G. Design for Bio-Degradation of Polymer: Following few points are given to attain bio-degradability.
(a) Some organic chemicals degrade only very slowly, and so the level in the environment can rise steadily. These are the persistent organic pollutants (or "POPs").
(b) In contrast, all chemicals produced in nature are 100% degradable and understanding why this is the case is an important part of being able to design synthetic degradable materials.
(c) For example, natural polymers such as carbohydrates, proteins and nucleic acids usually have oxygen or nitrogen atoms in the polymer backbone. If these atoms are included in synthetic polymers, the material is more easily degraded. A carbon-oxygen double bond (carbonyl group) absorbs light energy, and so can make a substance photodegradable.
(d) These features can be seen in the structures of some degradable polymers that are already in use.
H. Bio-degradable polymers are quite new. Only during last five years some bio-degradable polymers for applications have been in use in some of the developed world. Although they are degradable, the industry has not promoted them. One reason is these new polymers are higher priced than the commodity polymers typically in use in plastics applications. However, producers are currently working toward bringing down the price of degradable polymers by increasing production capacity and improving process technology.
I. Price competitiveness and future growth of bio-degradable polymers: The trend observed regarding bringing down the prices of degradable polymers in last five years is quite encouraging. In US, five years ago PLA and PHB sold for more than USD 25.00 per pound. Today PLA, depending on quantities, is between USD 1.50 and USD 3.00 per pound and PHB, in large quantities is near USD 4.00 per pound.
Though recent advances in production technology have helped lower prices of some degradable resins, prices are still higher than for petroleum-based plastics. This suggests that in the short term, companies making degradable polymers will continue to focus on niche markets. As production capacity increases it is expected that future prices to fall to roughly USD 1 per pound. Moreover, due to sharp increase in prices of petroleum-based plastics in recent time, the prices of bio-degradable polymers will become very much competitive soon.

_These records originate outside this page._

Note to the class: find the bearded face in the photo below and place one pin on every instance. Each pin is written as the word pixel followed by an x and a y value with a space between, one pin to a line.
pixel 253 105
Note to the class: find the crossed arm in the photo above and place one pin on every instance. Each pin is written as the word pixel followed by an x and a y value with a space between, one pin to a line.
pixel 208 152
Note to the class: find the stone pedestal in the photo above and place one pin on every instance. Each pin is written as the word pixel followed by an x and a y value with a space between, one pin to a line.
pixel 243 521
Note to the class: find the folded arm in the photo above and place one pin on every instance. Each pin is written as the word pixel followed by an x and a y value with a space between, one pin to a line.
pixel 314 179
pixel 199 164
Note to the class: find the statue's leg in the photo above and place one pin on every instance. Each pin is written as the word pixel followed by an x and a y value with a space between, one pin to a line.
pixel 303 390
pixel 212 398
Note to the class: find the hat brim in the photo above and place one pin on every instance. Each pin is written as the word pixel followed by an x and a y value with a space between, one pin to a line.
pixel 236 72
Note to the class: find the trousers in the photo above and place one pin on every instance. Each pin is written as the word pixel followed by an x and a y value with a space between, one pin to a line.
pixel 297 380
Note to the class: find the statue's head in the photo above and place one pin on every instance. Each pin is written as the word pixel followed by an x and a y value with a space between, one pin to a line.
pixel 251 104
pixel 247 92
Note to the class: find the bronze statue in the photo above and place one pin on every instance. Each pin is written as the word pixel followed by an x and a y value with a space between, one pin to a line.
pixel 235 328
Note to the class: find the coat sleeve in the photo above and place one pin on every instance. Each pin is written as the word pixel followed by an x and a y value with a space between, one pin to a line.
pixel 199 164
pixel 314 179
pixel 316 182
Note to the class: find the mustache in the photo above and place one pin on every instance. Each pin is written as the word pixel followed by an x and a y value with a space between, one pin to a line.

J. Further, several factors, besides cost, will be important in determining the future growth of degradable polymers. One major obstacle is a lack of a composting infrastructure. Large-scale composting would provide the ideal disposable environment for spent degradable. Future legislation will depend not only on the environmental awareness of planners and politicians but also on their perceptions of how degradable polymers may affect the development of plastics recycling.